The steps the algorithm performs on this graph if given node 0 as a starting point and node 5 as the goal, in order, are:

  1. Visiting node 0 with currently lowest priority of 8.0
  2. Updating distance of node 1 to 3 and priority to 9.32455532033676
  3. Updating distance of node 2 to 4 and priority to 10.32455532033676
  4. Visiting node 1 with currently lowest priority of 9.32455532033676
  5. Updating distance of node 3 to 9 and priority to 11.82842712474619
  6. Updating distance of node 4 to 13 and priority to 15.82842712474619
  7. Visiting node 2 with currently lowest priority of 10.32455532033676
  8. Visiting node 3 with currently lowest priority of 11.82842712474619
  9. Updating distance of node 5 to 12 and priority to 12.0
  10. Goal node found!

Final lowest distance from node 0 to node 5: 12

Runtime of the Algorithm

The runtime complexity of A Star depends on how it is implemented. If a min-heap is used to determine the next node to visit, and adjacency is implemented using adjacency lists, the runtime is O(|E| + |V|log|V|) (|V| = number of Nodes, |E| = number of Edges).

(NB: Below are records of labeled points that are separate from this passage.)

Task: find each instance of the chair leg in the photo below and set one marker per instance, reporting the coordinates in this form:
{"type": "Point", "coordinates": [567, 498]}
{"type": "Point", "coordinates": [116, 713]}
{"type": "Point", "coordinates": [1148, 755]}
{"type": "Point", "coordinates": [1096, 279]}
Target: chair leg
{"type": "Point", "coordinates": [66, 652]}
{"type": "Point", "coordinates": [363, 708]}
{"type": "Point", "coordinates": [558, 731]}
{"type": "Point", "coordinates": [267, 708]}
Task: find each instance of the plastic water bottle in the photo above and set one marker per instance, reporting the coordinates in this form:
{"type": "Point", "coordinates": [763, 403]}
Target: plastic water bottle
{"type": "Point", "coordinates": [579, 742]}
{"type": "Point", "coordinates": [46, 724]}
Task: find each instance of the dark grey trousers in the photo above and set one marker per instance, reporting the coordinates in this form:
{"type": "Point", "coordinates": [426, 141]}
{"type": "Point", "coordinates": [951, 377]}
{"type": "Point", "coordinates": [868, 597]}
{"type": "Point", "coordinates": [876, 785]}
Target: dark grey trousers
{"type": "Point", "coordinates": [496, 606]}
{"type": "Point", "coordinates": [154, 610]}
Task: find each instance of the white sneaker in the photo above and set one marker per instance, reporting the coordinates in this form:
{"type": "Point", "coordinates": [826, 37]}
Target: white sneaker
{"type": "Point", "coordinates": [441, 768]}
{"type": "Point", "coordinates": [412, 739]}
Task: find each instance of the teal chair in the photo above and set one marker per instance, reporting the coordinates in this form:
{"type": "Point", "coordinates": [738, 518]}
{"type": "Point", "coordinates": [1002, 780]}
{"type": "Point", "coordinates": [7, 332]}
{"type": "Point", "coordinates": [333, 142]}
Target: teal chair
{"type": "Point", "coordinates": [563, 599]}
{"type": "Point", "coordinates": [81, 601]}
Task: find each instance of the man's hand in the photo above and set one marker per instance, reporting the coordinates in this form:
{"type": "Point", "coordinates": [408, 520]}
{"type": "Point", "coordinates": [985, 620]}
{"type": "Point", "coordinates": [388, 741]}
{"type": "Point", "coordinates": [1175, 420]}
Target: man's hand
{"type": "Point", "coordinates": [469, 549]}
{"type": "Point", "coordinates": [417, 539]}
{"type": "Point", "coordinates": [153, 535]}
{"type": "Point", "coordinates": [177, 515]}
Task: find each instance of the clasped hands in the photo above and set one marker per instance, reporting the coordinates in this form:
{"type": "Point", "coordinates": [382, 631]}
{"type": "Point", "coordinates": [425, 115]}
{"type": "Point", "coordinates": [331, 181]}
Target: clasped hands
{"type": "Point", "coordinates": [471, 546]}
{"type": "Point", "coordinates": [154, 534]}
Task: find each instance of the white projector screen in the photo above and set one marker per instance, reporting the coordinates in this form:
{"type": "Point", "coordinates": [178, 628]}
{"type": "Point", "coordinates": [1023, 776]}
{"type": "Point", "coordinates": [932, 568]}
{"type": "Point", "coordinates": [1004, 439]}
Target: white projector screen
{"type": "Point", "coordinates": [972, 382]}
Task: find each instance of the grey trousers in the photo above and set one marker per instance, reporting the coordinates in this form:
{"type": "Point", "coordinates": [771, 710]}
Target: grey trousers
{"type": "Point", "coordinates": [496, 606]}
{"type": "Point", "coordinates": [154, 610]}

If a we simply search all distances to find the node with the lowest distance in each step, and use a matrix to look up whether two nodes are adjacent, the runtime complexity increases to O(|V|^2).

Note that this is the same as Dijkstra - in practice, though, if we choose a good heuristic, many of the paths can be eliminated before they are explored making for a significant time improvement.

More information on how the heuristic influences the complexity can be found on the Wikipedia Article.

Space of the Algorithm

The space complexity of A Star depends on how it is implemented as well and is equal to the runtime complexity, plus whatever space the heuristic requires.